The current kerfuffle over Jeremy Lin’s religious beliefs offers a wonderful opportunity for imbeciles of all stripes to flash their ignorance and/or their fear all over the blogosphere, including this site. Many object to Lin’s public professions of belief, which, we think, is understandable, but often these objections indicate more about the complainers than they might wish.
We have no quarrel with those who simply say that Lin should keep his beliefs to himself. We do not agree, because we think he has — actually, we know he has — a right to express himself. When the late Christopher Hitchens published “God Is Not Great,” did these same people leap to their keyboards to object? No, they properly accepted Hitchens’ freedom of speech as a given. Others objected, of course, disputing his message or expressing dismay at his purpose, but we heard very few calls for Hitchens to be silenced. (More important, Hitchens was paid to have an opinion, and Lin is paid to shoot basketballs.)
Not so with Lin. Here we have a positive clamor for him to shut up where religion is concerned. Not that he says all that much, but any mention at all suffices to bring out the bizarre gallery of hooters that seem to lie in wait for just such moments.
What do they find so threatening in Lin’s comments? What is it they fear so much that they cannot even abide a mention of a deity?

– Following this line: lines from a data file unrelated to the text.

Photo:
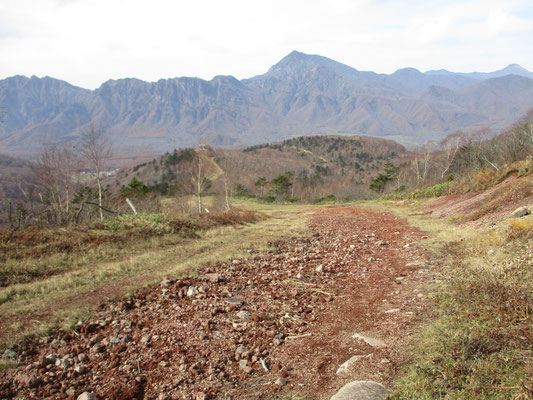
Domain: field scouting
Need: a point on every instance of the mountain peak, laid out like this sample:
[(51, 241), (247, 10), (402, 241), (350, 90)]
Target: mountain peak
[(297, 62)]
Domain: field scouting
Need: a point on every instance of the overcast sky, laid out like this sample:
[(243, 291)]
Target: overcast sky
[(87, 42)]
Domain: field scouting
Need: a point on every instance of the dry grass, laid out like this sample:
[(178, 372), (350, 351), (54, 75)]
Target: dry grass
[(480, 345), (83, 280)]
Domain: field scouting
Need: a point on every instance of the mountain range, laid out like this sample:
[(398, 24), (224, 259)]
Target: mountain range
[(300, 95)]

Some say “It’s really silly for them to think that God cares who wins a basketball game.” When and where did Lin say that? Nowhere. They hear him thank God for his success, and misconstrue his meaning, either out of ignorance or pure simple-minded reflexivity. I, at least, do not believe that Lin sees his God thinking “Gotta drop down tonight and give the Knicks a few ‘invisible tip-ins’ ” In this manner, people accuse Lin of stupidity by putting their own stupid construction in Lin’s mouth.

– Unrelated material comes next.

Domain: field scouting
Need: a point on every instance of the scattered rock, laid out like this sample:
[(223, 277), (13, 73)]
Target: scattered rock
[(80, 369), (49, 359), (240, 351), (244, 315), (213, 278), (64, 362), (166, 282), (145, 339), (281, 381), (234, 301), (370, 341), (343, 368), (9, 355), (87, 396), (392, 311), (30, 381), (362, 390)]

Well, what about Tebow? He kneels after he scores a touchdown! Wow. You mean that the bizarre histrionics of other end zone celebrations, many of which are insulting and most of which are in essence displays of poor sportsmanship — chest-thumping disrespect for the opponent — these are all just fine, but Tebow kneeling quietly is somehow in questionable taste? How?
But our athletes are gods themselves, these days. We expect much more from them than we do from others. Even presidents are held to a lower standard. The media writes glowing tributes to a tell-all book about JFK, whose indiscretions are easily passed over as some kind of understandable robust and healthy appetite — but Tiger Woods is pilloried daily for weeks when he is “caught” behaving precisely the same. But gods such as these, so much more fallible, are far less threatening to us than the biblical god of wrath, whom we would prefer to have no reminder of, in these perilous times.

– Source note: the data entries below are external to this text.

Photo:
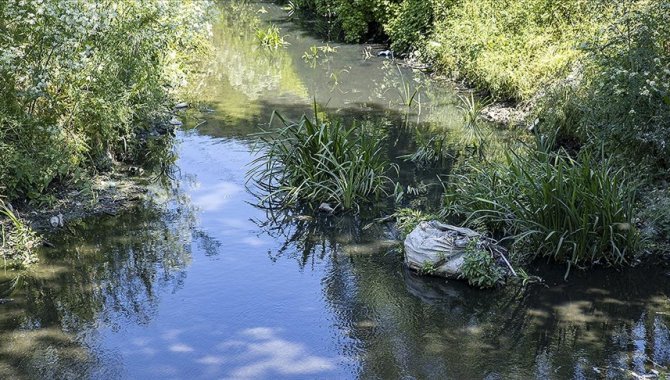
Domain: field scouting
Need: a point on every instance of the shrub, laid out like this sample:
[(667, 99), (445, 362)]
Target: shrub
[(18, 241), (577, 212), (320, 161), (628, 97)]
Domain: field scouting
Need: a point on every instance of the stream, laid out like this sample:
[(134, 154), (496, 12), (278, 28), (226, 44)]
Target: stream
[(201, 283)]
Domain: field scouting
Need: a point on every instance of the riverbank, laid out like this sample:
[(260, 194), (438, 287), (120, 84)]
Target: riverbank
[(589, 81), (87, 94)]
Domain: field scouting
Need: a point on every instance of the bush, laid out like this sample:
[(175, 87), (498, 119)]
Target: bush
[(629, 96), (18, 242), (82, 81), (320, 161), (577, 212)]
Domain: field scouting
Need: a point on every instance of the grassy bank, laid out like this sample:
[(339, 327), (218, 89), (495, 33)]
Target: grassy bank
[(88, 84)]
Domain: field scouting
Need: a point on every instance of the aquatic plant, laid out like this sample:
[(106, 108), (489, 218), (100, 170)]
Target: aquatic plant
[(407, 219), (577, 212), (271, 38), (318, 161), (479, 268)]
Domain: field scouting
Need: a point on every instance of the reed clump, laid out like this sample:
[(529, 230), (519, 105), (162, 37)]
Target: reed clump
[(316, 161), (574, 211)]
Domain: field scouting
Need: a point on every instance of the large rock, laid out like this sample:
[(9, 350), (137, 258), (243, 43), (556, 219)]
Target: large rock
[(438, 249)]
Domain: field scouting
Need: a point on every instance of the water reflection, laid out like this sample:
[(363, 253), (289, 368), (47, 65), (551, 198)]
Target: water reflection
[(110, 274)]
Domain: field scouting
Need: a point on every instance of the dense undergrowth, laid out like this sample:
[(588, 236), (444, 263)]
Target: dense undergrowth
[(86, 84)]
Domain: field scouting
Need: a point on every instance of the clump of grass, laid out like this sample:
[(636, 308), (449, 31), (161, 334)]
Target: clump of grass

Still, we have more than a little sympathy for those who genuinely fear religious zealotry, because, in times ancient and recent, it has been the cause of more pain and suffering than all the armies of the world combined. We therefore rightly are on guard against those who claim to know the mind of God, and assert license to go about whatever nastiness they care to in the name of their particular deity.
But we see none of this in Lin, or in Tebow, or in the many, many other athletes who have from time to time made mention of the unfashionably unmentionable. And I’d still rather see Tebow kneeling in an end zone than the insulting stylings of the standard NFL showboat. One of these days, some 350 pound lineman is going to beat the piss out of one of these guys. I’ll be cheering.